G iorgia Meloni: «Mi assumo la responsabilità di non ratificare il Mes». Antefatti. Il 9 giugno scorso Stefano Varone, capo di gabinetto del ministro dell’Economia Giancarlo Giorgetti, mandava alla Camera un parere favorevole alla ratifica della riforma del Mes, il Meccanismo europeo di stabilità. La riforma, si chiariva nella nota, non ha ricadute negative per l’Italia; semmai, ratificare la nuova versione del Mes, a suo tempo già concordata anche con l’Italia, può ridurre il costo di finanziamento del debito pubblico, perché sarebbe «un segnale di rafforzamento della coesione europea».

Q uello stesso giorno, però, Giorgia Meloni mandava un messaggio opposto: «non ha senso ratificare la riforma del Mes se non sai cosa prevede il nuovo Patto di stabilità e crescita» (ossia le nuove regole di bilancio europee che ancora devono essere discusse e approvate).

Con la sua mossa, Giorgetti voleva offrire al Parlamento gli argomenti di merito per far capire che ratificare la riforma del Mes è vantaggioso anche per l’Italia. Non che il ministro si facesse molte illusioni, in proposito. Qualche settimana fa, infatti, al consiglio d’amministrazione del Mes, che non è altro che un vertice dei ministri finanziari dell’euro in altra forma, Giorgetti era stato chiaro: «In Italia non esiste una maggioranza in Parlamento per ratificare la riforma del Mes». Con questa frase il ministro pensava anche ai 5 Stelle e non solo a Fratelli d’Italia o ai suoi colleghi della Lega, che sulla riforma del Mes si erano già espressi negativamente. L’essere uscito allo scoperto, esponendosi alle reazioni negative nel suo stesso partito, permetteva tuttavia a Giorgetti di chiarire che non era lui a congelare la riforma del Mes.
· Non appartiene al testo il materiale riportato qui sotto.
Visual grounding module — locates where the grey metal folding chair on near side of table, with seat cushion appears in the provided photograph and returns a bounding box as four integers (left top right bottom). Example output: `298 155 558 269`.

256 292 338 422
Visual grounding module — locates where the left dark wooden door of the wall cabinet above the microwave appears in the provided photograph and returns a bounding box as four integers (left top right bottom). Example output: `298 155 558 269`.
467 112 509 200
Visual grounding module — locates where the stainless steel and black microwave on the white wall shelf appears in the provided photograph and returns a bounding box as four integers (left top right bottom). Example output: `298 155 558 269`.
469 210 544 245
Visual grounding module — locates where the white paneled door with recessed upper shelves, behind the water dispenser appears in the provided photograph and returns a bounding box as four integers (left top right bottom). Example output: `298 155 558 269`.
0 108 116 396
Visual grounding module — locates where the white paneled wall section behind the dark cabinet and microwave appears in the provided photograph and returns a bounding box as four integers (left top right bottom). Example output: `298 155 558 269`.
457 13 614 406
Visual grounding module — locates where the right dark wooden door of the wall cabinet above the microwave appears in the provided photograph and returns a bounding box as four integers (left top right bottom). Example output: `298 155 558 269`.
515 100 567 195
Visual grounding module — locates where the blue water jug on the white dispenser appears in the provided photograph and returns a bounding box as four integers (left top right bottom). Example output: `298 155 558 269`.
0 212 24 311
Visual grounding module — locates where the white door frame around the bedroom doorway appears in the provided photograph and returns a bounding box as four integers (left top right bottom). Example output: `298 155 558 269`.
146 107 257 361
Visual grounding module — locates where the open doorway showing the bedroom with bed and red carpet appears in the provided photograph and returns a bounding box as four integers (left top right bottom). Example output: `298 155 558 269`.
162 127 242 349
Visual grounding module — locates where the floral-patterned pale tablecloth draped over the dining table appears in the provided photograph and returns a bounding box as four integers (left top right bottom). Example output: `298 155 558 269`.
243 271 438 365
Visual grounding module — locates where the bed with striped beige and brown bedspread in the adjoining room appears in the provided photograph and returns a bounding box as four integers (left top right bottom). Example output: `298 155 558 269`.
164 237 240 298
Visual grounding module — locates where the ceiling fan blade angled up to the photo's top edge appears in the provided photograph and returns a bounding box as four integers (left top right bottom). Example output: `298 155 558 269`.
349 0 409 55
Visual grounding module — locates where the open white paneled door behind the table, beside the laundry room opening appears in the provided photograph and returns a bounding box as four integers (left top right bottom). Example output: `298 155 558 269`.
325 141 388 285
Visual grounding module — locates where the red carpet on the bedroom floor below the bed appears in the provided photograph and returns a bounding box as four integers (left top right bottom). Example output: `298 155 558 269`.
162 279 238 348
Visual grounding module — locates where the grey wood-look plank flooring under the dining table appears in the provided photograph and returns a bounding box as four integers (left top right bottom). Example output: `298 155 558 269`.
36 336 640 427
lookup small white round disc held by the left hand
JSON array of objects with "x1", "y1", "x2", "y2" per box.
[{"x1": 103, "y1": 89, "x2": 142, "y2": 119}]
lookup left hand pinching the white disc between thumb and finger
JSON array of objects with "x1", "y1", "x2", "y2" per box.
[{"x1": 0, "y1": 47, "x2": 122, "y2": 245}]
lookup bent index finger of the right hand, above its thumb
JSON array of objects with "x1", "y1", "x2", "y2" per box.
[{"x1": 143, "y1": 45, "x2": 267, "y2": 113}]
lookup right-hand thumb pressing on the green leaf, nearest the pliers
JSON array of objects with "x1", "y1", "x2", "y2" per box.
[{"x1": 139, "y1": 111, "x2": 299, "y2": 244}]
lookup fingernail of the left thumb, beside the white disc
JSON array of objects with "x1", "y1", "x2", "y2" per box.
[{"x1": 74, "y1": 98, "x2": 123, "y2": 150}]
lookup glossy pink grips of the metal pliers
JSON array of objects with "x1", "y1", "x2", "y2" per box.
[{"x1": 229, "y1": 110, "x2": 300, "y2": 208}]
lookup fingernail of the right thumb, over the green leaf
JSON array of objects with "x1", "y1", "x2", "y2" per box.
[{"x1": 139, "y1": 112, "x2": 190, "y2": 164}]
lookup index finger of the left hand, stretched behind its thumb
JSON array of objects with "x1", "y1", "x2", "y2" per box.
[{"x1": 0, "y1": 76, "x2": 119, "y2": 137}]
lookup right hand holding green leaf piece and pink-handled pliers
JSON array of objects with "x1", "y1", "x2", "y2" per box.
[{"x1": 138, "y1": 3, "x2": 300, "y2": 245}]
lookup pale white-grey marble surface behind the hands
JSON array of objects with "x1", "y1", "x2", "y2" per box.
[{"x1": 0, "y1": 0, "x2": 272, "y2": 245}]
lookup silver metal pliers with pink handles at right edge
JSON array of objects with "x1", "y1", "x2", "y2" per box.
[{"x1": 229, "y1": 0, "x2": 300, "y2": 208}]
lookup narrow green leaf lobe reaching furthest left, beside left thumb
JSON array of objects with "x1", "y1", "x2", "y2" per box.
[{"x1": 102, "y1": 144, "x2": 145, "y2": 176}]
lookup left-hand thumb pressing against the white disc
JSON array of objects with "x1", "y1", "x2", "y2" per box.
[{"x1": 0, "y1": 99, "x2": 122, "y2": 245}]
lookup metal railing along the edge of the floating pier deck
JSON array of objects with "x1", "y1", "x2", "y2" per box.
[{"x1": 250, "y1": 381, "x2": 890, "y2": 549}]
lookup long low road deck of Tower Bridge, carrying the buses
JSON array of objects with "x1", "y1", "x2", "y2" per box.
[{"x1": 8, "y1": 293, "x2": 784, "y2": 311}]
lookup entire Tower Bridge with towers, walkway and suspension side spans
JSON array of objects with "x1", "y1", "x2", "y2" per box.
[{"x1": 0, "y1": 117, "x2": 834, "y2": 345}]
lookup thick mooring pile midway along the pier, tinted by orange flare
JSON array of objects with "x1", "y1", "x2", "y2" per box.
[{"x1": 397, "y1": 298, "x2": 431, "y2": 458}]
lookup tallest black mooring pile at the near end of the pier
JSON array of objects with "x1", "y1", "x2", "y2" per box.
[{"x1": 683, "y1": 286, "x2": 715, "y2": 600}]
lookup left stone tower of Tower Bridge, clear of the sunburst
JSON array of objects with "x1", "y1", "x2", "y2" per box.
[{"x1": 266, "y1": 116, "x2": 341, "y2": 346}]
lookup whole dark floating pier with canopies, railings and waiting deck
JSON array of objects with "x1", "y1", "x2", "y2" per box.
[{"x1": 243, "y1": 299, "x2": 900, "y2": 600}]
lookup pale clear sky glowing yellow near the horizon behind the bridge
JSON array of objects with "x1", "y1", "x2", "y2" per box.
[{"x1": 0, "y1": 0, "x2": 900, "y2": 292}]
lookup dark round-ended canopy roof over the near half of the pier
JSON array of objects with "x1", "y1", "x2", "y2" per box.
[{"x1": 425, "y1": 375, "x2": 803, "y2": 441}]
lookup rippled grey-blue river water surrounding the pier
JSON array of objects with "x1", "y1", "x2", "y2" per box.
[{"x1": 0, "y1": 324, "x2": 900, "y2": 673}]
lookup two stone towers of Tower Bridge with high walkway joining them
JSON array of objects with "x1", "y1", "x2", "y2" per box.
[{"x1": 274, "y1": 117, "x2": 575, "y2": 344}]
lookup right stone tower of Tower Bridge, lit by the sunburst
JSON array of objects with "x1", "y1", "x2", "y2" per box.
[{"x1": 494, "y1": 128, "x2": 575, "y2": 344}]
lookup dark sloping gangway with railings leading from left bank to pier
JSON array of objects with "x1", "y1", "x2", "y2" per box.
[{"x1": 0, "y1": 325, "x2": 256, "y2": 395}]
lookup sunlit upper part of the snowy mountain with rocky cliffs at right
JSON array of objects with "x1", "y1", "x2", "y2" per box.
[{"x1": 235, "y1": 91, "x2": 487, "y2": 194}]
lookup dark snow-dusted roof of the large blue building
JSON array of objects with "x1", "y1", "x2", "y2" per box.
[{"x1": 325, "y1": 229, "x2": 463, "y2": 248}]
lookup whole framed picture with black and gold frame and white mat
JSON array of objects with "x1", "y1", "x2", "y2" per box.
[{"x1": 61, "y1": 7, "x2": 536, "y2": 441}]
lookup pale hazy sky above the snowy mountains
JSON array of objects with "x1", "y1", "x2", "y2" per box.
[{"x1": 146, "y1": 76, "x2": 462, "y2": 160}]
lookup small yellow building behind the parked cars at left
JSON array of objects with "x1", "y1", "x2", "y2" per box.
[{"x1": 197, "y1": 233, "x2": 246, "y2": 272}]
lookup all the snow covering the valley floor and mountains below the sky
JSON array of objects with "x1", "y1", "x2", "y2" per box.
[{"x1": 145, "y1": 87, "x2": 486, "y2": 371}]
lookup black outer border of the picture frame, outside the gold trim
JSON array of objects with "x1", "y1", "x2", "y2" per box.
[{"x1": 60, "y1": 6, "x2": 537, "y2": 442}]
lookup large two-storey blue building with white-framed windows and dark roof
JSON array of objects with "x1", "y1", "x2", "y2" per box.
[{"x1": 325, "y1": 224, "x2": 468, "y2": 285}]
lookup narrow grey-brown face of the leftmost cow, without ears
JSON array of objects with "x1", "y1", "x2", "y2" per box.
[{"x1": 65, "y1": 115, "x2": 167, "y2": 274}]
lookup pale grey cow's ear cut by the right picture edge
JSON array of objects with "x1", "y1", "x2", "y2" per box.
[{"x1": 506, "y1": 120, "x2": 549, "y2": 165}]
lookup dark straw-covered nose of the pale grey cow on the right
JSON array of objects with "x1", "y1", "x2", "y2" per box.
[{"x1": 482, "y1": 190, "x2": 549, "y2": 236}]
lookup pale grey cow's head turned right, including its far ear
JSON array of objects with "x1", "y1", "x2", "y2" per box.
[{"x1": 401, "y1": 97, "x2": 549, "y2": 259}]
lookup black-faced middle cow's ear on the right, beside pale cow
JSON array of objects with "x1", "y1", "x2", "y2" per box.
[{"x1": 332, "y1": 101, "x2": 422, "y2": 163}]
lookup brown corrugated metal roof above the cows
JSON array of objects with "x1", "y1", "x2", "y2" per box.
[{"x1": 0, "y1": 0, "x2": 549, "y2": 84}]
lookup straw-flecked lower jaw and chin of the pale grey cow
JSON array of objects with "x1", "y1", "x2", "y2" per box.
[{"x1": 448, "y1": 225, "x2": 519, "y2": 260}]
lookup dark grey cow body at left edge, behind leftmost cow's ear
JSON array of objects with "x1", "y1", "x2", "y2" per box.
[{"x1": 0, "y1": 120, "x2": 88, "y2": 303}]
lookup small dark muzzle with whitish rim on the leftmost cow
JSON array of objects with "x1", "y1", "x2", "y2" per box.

La mossa del ministro dell’Economia, tuttavia, non ha superato gli equivoci, per cui l’Italia è rimasto l’ultimo Paese a bloccarne la ratifica. In primo luogo, perché lo scambio negoziale suggerito da Giorgia Meloni di fare concessioni sul Mes in cambio di aperture favorevoli all’Italia sul Patto di stabilità è irrealistico. Gli altri governi europei sono infastiditi dalla mancata ratifica italiana, ma non sono disposti a barattarla con regole di bilancio più accondiscendenti verso il nostro Paese. Al contrario, l’atteggiamento attendista dell’Italia rischia di indebolire la posizione negoziale di Giorgetti non solo sul Patto di stabilità, ma anche sul fronte delle nomine. Il ministro ha infatti candidato il suo predecessore Daniele Franco alla guida della Banca europea degli investimenti e il suo è senz’altro il nome più credibile per la Bei. Per l’Italia sarebbe un posto utile e di prestigio, anche perché la Bei sarà al centro di una ricostruzione ucraina da centinaia di miliardi di euro.

In conclusione, il Mes è diventato di nuovo un problema. Con il ministro leghista Giancarlo Giorgetti deciso a farlo approvare, ma con Salvini e Forza Italia pronti a mettersi di traverso. E, da ultimo, con la presidente del Consiglio Giorgia Meloni ora schierata formalmente contro. È possibile che la premier voglia prendere tempo prima di presentare la riforma al Parlamento, magari per ottenere dall’Ue concessioni sul Patto di stabilità. Perciò, si potrebbe rinviare la ratifica a settembre, visto che essa risulta così divisiva e viene ritenuta non urgente da Forza Italia e dalla Lega. Ma per Palazzo Chigi la questione sta diventando politica ed elettorale. Incrocia calcoli e manovre di alleati decisi a non lasciare campo libero a Meloni. Per un berlusconismo che teme di sparire e un leghismo consapevole di non poter ripetere l’exploit del 2019, quando alle Europee prese il 34,33%, la prospettiva di un ulteriore ridimension amento è concreta. Quattro anni fa Fratelli d’Italia prese appena il 6,46%, ma la possibilità che nel 2024 quadruplichi il risultato a spese degli alleati spiega bene quanto sta accadendo.